10.-23. August 2001
Unsere Fahrt nach Russland soll zwei Themenschwerpunkte haben: Einerseits wollen wir und die heutige politische Situation in Russland ansehen, zum anderen möchten wir uns ansehen, welchen Umgang man in Russland mit der Sowjetunion gefunden hat.Seit dem Amtsantritt Putins hat sich die politische Lage in Russland stark verändert.
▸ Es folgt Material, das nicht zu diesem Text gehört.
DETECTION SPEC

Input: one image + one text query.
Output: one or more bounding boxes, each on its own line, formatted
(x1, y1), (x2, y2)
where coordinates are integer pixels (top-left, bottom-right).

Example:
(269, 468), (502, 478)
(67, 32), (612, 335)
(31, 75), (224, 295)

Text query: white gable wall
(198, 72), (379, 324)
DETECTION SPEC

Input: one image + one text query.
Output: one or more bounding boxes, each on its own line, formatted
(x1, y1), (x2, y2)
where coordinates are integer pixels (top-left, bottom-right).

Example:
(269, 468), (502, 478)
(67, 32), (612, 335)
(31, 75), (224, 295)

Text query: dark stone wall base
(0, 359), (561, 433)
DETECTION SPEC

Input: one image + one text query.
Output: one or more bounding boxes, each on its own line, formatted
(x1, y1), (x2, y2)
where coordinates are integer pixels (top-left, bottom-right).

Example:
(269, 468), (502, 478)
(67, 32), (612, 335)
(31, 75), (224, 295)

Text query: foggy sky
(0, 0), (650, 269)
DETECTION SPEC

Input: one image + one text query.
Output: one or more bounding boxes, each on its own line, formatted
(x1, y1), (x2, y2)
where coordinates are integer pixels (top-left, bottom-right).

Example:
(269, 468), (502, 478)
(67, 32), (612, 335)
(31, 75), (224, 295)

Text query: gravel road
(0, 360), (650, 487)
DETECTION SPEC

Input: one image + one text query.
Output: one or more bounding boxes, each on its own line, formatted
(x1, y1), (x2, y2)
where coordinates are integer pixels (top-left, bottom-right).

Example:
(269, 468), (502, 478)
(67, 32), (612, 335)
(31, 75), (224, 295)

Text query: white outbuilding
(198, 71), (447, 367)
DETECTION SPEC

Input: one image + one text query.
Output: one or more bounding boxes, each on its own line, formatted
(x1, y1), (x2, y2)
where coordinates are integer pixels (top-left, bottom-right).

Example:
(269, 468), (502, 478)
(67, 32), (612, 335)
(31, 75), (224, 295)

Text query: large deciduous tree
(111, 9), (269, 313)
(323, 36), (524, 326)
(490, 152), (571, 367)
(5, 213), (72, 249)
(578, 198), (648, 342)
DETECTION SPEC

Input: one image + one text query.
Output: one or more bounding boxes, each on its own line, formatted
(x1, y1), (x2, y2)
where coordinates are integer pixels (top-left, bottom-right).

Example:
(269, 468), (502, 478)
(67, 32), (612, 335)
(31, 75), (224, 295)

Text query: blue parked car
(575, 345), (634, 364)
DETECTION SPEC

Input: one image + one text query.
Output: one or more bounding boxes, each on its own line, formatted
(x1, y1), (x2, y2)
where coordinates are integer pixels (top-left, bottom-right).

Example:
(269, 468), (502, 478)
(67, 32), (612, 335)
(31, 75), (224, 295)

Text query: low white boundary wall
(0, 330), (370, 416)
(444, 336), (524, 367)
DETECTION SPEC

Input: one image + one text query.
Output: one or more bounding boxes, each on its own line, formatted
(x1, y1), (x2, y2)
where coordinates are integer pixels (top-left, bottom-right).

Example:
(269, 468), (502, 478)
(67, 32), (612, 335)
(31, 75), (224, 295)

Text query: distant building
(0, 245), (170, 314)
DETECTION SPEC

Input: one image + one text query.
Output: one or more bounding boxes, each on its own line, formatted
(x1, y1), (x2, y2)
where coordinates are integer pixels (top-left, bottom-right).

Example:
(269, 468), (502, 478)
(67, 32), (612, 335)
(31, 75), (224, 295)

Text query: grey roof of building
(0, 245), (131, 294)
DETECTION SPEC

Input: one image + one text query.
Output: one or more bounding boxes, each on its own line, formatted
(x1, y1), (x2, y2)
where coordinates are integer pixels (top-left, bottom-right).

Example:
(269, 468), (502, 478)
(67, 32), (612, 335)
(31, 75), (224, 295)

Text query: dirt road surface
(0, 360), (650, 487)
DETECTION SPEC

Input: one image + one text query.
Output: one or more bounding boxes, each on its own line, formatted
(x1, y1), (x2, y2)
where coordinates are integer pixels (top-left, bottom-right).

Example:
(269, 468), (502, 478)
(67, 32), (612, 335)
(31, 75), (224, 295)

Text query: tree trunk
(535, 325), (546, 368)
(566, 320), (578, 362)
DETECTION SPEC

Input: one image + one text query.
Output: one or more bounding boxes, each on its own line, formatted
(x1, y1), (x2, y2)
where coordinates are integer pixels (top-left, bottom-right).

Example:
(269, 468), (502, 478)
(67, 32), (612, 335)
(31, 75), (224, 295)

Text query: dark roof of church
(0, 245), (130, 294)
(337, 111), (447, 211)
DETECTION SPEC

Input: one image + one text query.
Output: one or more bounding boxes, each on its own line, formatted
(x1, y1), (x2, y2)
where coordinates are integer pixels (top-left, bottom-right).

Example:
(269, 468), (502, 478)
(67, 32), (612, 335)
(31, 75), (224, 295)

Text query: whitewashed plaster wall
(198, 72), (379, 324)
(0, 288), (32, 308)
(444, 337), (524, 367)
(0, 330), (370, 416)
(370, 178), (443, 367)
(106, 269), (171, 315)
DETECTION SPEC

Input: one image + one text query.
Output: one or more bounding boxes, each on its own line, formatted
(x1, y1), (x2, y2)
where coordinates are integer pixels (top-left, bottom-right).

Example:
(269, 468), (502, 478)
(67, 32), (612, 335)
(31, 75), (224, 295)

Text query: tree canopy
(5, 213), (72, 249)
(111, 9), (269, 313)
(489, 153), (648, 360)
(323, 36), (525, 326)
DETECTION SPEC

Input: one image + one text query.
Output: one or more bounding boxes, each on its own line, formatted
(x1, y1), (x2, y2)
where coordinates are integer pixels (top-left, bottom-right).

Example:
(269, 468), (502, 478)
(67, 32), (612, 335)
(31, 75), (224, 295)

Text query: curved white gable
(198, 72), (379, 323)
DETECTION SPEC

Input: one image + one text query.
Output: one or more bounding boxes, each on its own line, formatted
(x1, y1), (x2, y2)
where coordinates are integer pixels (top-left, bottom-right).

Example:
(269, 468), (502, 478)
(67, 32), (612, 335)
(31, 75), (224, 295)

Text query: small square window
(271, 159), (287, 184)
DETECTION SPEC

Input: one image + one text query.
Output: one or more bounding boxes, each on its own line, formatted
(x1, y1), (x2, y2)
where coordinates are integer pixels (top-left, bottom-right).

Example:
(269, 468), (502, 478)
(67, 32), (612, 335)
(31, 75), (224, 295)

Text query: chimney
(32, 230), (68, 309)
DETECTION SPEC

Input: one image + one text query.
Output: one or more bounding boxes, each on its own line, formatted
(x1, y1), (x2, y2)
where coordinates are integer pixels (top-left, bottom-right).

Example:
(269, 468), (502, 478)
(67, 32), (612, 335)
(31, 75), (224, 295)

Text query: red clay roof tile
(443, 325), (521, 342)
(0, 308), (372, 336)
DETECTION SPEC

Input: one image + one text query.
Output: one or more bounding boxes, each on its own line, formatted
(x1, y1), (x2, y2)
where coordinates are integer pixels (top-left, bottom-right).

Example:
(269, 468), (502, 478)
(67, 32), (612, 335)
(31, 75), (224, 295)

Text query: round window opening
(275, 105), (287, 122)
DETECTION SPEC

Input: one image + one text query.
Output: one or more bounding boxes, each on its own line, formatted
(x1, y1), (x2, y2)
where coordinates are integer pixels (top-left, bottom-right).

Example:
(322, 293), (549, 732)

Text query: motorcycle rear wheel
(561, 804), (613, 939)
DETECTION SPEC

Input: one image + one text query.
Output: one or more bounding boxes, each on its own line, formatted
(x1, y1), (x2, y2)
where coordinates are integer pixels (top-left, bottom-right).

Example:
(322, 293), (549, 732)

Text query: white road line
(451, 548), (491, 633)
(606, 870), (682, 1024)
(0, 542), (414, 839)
Gab es unter Jelzin ein offen mit korrupten Clans verwobenes autoritäres Regime, so wurden unter Putin mit dem Ziel, Korruption und mafiöse Strukturen zu zerschlagen; der Staat zentralisiert und die Macht des Präsidenten auf Kosten der Regionen gestärkt und damit der Autoritarismus weiter institutionalisiert und ausgebaut. Doch interessiert das vor Ort überhaupt jemanden außerhalb einiger Organisationen?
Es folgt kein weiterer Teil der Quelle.